Kızılderililer Türk mü, kökeni ne? Kızılderililer ve Türkler arasındaki benzerlik ve ortak özellikler neler? Kızılderili katliamı ve soykırım tarihi

Kuzey Amerika kıtasının yerlileri olarak bilinen Kızılderililer Türk mü? Kızılderililerin kökeni nereye dayanıyor? İşte Kızılderililer ile Türkler arasındaki benzerlikler ve Kızılderililerin tarihte uğradığı soykırıma ilişkin ayrıntılar...

featured

Kızılderililer Türk mü? Kızılderililer ve Türkler arasındaki benzerlikler nelerdir? Kızılderili Türkçe ortak kelimeler hangileridir? Kızılderili katliamı ve soykırımı nasıl oldu? İşte detaylar…

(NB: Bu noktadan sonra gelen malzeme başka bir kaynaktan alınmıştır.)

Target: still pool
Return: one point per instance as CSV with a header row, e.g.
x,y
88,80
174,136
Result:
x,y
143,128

Kristof Kolomb’un 1492 yılında Hindistan sandığı yere ilk ulaştığı nokta olan Karayipler’in (hala Batı Hint Adaları West Indies olarak da bilinir) yerli halklarından Taynoların vücutlarını Bixa orellana tohumuyla boyamasından kaynaklı olarak bu halklara İspanyolca Piel Roja adlandırması yapılmıştır. İngilizce’ye de buradan geçerek İngilizce Kızılderili için Redskin (kızıl deri) adı verilmiştir.

KIZILDERİLİ VE TÜRKLER

İnsanların Amerika kıtasına ne zaman ulaştığı, antropologların kafasını uzun zamandır kurcalayan bir soru. Oregon Üniversitesi’nden Dr. Dennis Jenkins’in bulduğu fosilleşmiş insan dışkıları (koprolit), 14.300 yıl öncesine işaret ediyor ve bu da şimdilik bilim dünyasının elindeki en güvenilir kanıt olarak gösteriliyor.

Dennis L. Jenkins

Fakat bu göçün tek seferde gerçekleşmediği de biliniyor, yani Asyalı atalarımız, binlerce yıl boyunca çeşitli yollarla Amerika kıtasına yerleşmişler. Eldeki en eski kanıtlar, biraz bulanık olsalar da 40.000 yıl öncesine kadar gidiyor. Bu göçün nasıl gerçekleştiği ise, deniz yoluyla mı yoksa buzul çağında donan meşhur Bering Boğazı üzerinden yürüyerek mi, hâlâ net değil. Teoriler, birden fazla olasılığa işaret ediyor.

Şimdiye kadar, bu yolu geçen atalarımızın genetik kökeninin Kuzeydoğu Asya olduğu düşünülüyordu. Max Planck Enstitüsü Arkeogenetik Bölümü’nden araştırmacılara ait, 20 Mayıs’ta yayımlanan yeni bir akademik çalışma ise, Güney Sibirya’daki Baykal Gölü’nün yakınlarında bulunan 14.000 yaşındaki bir DNA örneği üzerinden, Amerika yerlileri ile Orta Asya göçmenleri arasındaki en eski genetik bağlantıyı ortaya çıkardı.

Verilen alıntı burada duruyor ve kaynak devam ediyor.